According to the Shades of Genius analysis being read aloud by Adam Paine, many customers were purchasing more than one cobblestone at a time, and that repeat purchasers were emerging with regularity. The RoadtoHell had virtually wound its way around the eastern seaboard and passed through such notable places as Boston’s Fenway Park where Babe Ruth stood on the side of the Road his thumb out as if hoping to hitch a ride to a better place. Wherever Scott guided the Road, there was a new cadre of good intenders who wanted their cobblestones in that place.

Each cobblestone was priced at a dollar, a tier constituted 10 stones, and the Road was fast approaching tier 300,000. Unfortunately, Scott was less than amazed at how easily this early success had come. He had reserved the first tier of the RoadtoHell for his own Good Intentions. And he had easily filled them. Missing his father's sixtieth birthday party. Precipitously axing his latest girlfriend. Choosing a cocktail party rather than a second cousin’s funeral. Failing to donate to the Red Cross for the latest disasters in Haiti and Somalia. His own list seemed to grow daily. All the items were easy to rationalize, maybe even rectify, but he just kept adding them to the Road. There was no cost to its creator.

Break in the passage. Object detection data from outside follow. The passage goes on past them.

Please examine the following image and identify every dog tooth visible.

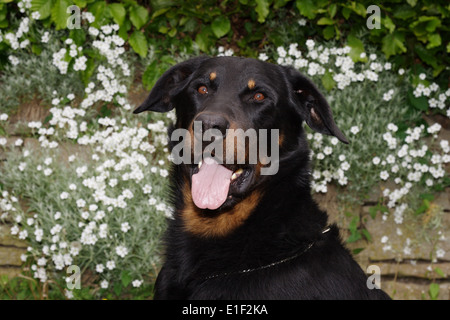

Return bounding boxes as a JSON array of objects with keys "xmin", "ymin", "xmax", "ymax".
[{"xmin": 231, "ymin": 168, "xmax": 244, "ymax": 181}]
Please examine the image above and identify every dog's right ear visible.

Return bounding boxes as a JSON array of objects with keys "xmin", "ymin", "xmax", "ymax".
[{"xmin": 133, "ymin": 56, "xmax": 209, "ymax": 114}]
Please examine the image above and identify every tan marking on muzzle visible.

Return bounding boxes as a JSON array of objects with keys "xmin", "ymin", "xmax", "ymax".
[
  {"xmin": 247, "ymin": 79, "xmax": 256, "ymax": 90},
  {"xmin": 181, "ymin": 181, "xmax": 262, "ymax": 238}
]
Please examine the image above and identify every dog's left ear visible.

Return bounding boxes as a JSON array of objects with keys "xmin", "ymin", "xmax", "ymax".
[
  {"xmin": 284, "ymin": 67, "xmax": 348, "ymax": 143},
  {"xmin": 133, "ymin": 56, "xmax": 209, "ymax": 114}
]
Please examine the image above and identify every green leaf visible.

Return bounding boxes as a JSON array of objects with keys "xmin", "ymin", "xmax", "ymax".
[
  {"xmin": 130, "ymin": 6, "xmax": 148, "ymax": 29},
  {"xmin": 342, "ymin": 7, "xmax": 352, "ymax": 20},
  {"xmin": 31, "ymin": 0, "xmax": 54, "ymax": 20},
  {"xmin": 211, "ymin": 16, "xmax": 231, "ymax": 38},
  {"xmin": 322, "ymin": 26, "xmax": 335, "ymax": 40},
  {"xmin": 408, "ymin": 90, "xmax": 428, "ymax": 111},
  {"xmin": 295, "ymin": 0, "xmax": 317, "ymax": 20},
  {"xmin": 414, "ymin": 45, "xmax": 439, "ymax": 69},
  {"xmin": 195, "ymin": 28, "xmax": 213, "ymax": 52},
  {"xmin": 381, "ymin": 31, "xmax": 406, "ymax": 59},
  {"xmin": 129, "ymin": 30, "xmax": 148, "ymax": 58},
  {"xmin": 317, "ymin": 17, "xmax": 335, "ymax": 26},
  {"xmin": 69, "ymin": 28, "xmax": 86, "ymax": 46},
  {"xmin": 73, "ymin": 0, "xmax": 87, "ymax": 8},
  {"xmin": 109, "ymin": 3, "xmax": 127, "ymax": 27},
  {"xmin": 347, "ymin": 35, "xmax": 367, "ymax": 62},
  {"xmin": 142, "ymin": 60, "xmax": 161, "ymax": 90},
  {"xmin": 322, "ymin": 70, "xmax": 336, "ymax": 91},
  {"xmin": 429, "ymin": 283, "xmax": 439, "ymax": 300},
  {"xmin": 120, "ymin": 270, "xmax": 132, "ymax": 287},
  {"xmin": 434, "ymin": 268, "xmax": 447, "ymax": 278},
  {"xmin": 81, "ymin": 59, "xmax": 95, "ymax": 86},
  {"xmin": 394, "ymin": 5, "xmax": 416, "ymax": 20},
  {"xmin": 427, "ymin": 33, "xmax": 442, "ymax": 49},
  {"xmin": 328, "ymin": 3, "xmax": 337, "ymax": 18},
  {"xmin": 114, "ymin": 282, "xmax": 122, "ymax": 296},
  {"xmin": 255, "ymin": 0, "xmax": 270, "ymax": 23},
  {"xmin": 352, "ymin": 248, "xmax": 365, "ymax": 255},
  {"xmin": 51, "ymin": 0, "xmax": 70, "ymax": 30},
  {"xmin": 361, "ymin": 229, "xmax": 372, "ymax": 242}
]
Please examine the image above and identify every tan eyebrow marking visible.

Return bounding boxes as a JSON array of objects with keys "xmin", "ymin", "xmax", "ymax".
[{"xmin": 247, "ymin": 79, "xmax": 256, "ymax": 90}]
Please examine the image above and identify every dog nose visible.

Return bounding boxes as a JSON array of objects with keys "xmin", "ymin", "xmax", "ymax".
[{"xmin": 194, "ymin": 113, "xmax": 230, "ymax": 138}]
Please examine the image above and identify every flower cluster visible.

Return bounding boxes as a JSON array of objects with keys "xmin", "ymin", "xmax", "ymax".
[
  {"xmin": 413, "ymin": 73, "xmax": 450, "ymax": 118},
  {"xmin": 0, "ymin": 15, "xmax": 174, "ymax": 296}
]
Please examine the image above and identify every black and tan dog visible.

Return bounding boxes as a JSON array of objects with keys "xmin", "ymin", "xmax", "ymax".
[{"xmin": 134, "ymin": 57, "xmax": 389, "ymax": 299}]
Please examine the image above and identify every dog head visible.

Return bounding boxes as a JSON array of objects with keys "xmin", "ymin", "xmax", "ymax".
[{"xmin": 134, "ymin": 57, "xmax": 348, "ymax": 235}]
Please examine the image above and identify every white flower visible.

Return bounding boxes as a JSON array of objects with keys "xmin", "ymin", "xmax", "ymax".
[
  {"xmin": 120, "ymin": 222, "xmax": 131, "ymax": 232},
  {"xmin": 350, "ymin": 126, "xmax": 359, "ymax": 134},
  {"xmin": 142, "ymin": 184, "xmax": 152, "ymax": 194},
  {"xmin": 436, "ymin": 249, "xmax": 445, "ymax": 258},
  {"xmin": 277, "ymin": 47, "xmax": 287, "ymax": 58},
  {"xmin": 8, "ymin": 56, "xmax": 20, "ymax": 66},
  {"xmin": 106, "ymin": 261, "xmax": 116, "ymax": 270},
  {"xmin": 95, "ymin": 263, "xmax": 105, "ymax": 273},
  {"xmin": 131, "ymin": 280, "xmax": 144, "ymax": 288},
  {"xmin": 116, "ymin": 246, "xmax": 128, "ymax": 258},
  {"xmin": 305, "ymin": 39, "xmax": 315, "ymax": 50}
]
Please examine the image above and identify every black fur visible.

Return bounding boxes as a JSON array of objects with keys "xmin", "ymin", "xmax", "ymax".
[{"xmin": 135, "ymin": 57, "xmax": 389, "ymax": 299}]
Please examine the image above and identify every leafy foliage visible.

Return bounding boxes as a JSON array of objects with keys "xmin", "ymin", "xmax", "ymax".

Scott also intended that, should the Road ever have an end, he would pave the very last tier. Yet, the RoadtoHell didn't seem like it would ever end, just like this conference. With failing resolve, he listened to Mr. Paine drone on, and he avoided eye contact with Mr. Shade. Scott shifted in his seat, a physical discomfort growing in him as the report continued to be read. Mercifully, Mr. Shade with a wave bade Mr. Paine to stop.

"Are you satisfied, Mr. Paxworthy?"

Scott gripped the edge of the desk to help himself regain the moment. Once again his fingers began to tingle, and he felt a vague dizziness as he looked out over the desktop that seemed to recede like the ocean tide towards the fixed and composed figure of Mr. Shade.

"I believe I am." Scott managed to reply.

"Belief?” Mr. Shade grimly smiled. “I think that's fitting. Do you intend to stay with us, Mr. Paxworthy?"

"Stay?" Scott squirmed in his seat which was growing more uncomfortable by the moment.

"With Shades of Genius and your RoadtoHell."

Scott’s hands felt as if an electric current were being run through them. He found it difficult to concentrate, and tried to stay focused by asking, “Don’t we have a contract? I don't think I have any choice?"

Mr. Shade’s voice came to him as if from very far away. “Mr. Paxworthy, choice is the only thing that keeps me in business. I have always depended on entrepreneurs like you to innovate, to keep things fresh and attract new and diverse clienteles to keep me in business. The methods of the past—dispensations, indulgences, inquisitions, schisms—must constantly be reworked with modern ideas and tools in order to pave brave new roads to the future. That, Mr. Paxworthy, is progress."

Mr. Shade reached across the shimmering desk and placed his finely manicured hand on Scott’s shoulder. Scott felt immediately lighter as if a burden had been lifted from him. The tingling in his hands subsided.

Without a word, Mr. Paine was at his side, helping him out of his seat and leading him to a side door he’d never before noticed in the room. As he passed through the dark and disturbingly warm threshold of the doorway, Scott only regretted that he hadn't thanked Mr. Shade for all he'd done.

When Mr. Paine returned, Mr. Shade was standing and working a minutely fine piece of quartz into the growing surface of the desk that sparkled and danced like the fast retreating surf.

"Done for the day, Boss?"

"For the day, Mr. Paine," answered Mr. Shade as he sat back down and his tail rolled slowly under him forcing from him another grim, humorless smile.